- From: Sanjiva Weerawarana <sanjiva@watson.ibm.com>
- Date: Fri, 8 Aug 2003 09:10:51 +0600
- To: <www-ws-arch@w3.org>
"Paul Denning" <pauld@mitre.org> writes: > > Martin has an action item from the 2003-08-7 telecon, but I thought I would > prime the pump with some thoughts I had during the telecon. > > Given that WSDWG seems to be taking the notion of RPC (or the ability to > describe RPC) out of WSDL, we need to figure out a few things. I disagree totally. WSDL's abstract part never had the notion of RPC. What it had always was the notion of a one way message or a request-response pattern of messages.
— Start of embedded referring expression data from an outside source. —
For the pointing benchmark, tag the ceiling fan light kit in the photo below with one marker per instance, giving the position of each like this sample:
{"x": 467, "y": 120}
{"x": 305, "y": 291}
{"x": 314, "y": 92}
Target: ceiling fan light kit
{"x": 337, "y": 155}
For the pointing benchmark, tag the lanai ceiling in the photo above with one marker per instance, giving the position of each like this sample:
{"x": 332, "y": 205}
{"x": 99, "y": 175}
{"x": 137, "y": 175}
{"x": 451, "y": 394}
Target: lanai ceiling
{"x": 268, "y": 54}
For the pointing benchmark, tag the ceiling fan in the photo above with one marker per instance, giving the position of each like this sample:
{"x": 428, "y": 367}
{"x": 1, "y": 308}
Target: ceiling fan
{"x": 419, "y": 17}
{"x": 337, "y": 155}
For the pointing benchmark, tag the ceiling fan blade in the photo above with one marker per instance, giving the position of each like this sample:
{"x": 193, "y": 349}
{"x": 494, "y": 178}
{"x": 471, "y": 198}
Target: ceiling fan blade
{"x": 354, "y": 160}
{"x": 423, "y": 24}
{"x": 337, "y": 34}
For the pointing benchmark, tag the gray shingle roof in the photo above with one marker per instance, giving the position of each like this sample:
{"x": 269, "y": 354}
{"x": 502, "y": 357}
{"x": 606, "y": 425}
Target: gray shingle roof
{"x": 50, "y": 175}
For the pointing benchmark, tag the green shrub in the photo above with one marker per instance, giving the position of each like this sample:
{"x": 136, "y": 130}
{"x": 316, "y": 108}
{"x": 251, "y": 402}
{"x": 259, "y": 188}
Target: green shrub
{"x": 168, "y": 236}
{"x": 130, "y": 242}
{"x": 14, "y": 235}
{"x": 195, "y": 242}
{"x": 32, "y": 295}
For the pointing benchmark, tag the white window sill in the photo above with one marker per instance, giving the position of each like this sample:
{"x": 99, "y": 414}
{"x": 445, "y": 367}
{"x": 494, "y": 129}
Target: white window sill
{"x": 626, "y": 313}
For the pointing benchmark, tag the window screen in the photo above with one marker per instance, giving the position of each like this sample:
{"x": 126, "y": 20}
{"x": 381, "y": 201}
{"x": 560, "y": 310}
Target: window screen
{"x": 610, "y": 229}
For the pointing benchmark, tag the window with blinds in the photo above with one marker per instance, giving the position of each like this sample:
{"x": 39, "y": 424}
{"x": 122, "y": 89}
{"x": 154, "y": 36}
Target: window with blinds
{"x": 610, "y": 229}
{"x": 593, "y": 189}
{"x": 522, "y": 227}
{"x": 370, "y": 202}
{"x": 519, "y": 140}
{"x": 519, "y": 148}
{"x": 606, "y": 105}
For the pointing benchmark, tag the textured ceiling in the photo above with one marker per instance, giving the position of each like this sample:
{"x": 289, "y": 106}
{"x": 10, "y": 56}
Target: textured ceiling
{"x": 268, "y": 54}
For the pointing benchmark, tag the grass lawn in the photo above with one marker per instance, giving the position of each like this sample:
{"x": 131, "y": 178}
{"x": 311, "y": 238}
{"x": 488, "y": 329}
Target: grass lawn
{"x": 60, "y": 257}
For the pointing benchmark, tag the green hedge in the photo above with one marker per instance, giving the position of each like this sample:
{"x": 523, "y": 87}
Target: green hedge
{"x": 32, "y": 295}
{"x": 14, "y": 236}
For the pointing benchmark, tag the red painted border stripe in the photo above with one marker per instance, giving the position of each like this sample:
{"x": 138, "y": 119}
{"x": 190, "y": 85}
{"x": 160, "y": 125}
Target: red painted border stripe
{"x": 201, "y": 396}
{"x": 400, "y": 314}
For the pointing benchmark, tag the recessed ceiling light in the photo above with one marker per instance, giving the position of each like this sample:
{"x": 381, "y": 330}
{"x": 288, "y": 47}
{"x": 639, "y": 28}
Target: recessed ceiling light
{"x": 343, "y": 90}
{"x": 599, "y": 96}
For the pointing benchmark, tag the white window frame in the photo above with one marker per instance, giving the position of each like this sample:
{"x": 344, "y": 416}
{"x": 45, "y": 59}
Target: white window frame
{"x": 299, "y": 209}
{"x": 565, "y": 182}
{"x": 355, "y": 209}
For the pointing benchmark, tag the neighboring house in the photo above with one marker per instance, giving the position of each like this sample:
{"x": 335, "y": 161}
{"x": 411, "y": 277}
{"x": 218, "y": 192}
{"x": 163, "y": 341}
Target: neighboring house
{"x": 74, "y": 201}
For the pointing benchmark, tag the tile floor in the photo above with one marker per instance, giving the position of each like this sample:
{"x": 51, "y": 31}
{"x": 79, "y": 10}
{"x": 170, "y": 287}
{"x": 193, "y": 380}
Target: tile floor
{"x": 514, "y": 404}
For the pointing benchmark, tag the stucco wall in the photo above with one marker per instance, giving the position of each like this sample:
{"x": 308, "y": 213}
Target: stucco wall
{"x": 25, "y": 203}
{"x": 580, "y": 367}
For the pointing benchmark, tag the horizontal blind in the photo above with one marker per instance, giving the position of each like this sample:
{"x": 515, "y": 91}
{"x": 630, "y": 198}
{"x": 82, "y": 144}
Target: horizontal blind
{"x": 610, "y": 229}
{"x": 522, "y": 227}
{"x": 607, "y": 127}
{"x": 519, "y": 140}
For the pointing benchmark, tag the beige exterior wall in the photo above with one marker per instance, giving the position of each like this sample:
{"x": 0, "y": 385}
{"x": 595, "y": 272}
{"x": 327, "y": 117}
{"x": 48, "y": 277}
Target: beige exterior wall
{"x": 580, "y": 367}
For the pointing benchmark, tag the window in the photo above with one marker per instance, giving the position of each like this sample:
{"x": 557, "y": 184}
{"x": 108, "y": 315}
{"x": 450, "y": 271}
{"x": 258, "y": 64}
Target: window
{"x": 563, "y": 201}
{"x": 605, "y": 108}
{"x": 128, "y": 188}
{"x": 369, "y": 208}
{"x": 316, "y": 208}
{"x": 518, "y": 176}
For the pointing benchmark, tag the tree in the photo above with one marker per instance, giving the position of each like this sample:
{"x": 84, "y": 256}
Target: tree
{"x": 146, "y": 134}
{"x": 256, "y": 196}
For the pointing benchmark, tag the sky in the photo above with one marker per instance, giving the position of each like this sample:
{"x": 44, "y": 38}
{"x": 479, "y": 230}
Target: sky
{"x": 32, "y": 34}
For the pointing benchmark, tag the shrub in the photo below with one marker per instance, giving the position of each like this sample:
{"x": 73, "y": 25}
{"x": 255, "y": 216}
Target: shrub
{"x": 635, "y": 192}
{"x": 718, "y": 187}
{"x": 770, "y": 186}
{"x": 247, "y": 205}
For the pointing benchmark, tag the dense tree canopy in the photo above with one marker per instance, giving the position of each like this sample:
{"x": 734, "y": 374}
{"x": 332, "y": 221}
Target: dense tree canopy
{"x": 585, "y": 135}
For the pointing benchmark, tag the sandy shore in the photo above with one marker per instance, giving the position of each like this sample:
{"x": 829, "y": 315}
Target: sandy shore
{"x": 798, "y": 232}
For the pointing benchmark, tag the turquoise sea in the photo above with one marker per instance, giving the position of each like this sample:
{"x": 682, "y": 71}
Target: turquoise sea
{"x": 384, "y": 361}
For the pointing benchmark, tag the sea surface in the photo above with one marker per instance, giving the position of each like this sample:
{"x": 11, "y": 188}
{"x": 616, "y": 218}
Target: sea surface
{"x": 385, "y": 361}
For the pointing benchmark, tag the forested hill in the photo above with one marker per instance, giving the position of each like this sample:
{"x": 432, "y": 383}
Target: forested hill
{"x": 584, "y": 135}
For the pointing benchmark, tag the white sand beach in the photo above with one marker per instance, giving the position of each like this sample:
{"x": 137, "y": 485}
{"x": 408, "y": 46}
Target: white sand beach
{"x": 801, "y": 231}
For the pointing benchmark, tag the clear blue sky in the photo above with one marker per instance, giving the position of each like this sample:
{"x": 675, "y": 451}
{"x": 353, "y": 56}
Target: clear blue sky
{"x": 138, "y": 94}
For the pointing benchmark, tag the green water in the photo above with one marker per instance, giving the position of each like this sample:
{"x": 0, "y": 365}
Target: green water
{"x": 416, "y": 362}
The SOAP *binding* is the only thing that used the word "rpc" and that was used to mean "apply the rules of SOAP RPC as indicated in section 7 of SOAP 1.1 to generate a wrapper element for the <part>s of the message." I don't believe the direction of the WS-Desc WG has changed these fundamental concepts. What we have indeed decided is not to have the binding rule for auto generating a wrapper, but the message exchange patterns are still there and still the same (and much more powerful for extensibility). > 1. What should WSAWG say about RPC? > 2. Where in the WSA stack diagram would RPC fit? > 3. If I wanted to describe an RPC web service, how do I describe it? > 4. Is RPC a higher layer thing that Choreography should describe? > 5. Is RPC a lower layer thing that currenty has no formal description > language? > 6. Is RPC a "feature" [1]? > 7. Should RPC be included in the Message Oriented Model [2]? > 8. Should description of RPC be a WSDL extension? IMO WS-A should talk about message exchange patterns as described in WSDL and not about RPC directly. RPC's can indeed be modeled by WSDL.next just fine as a request-response (or input-output, whatever the thing is called today) MEP and thus that's all WS-A needs to consider. YMMV. ;-) Sanjiva.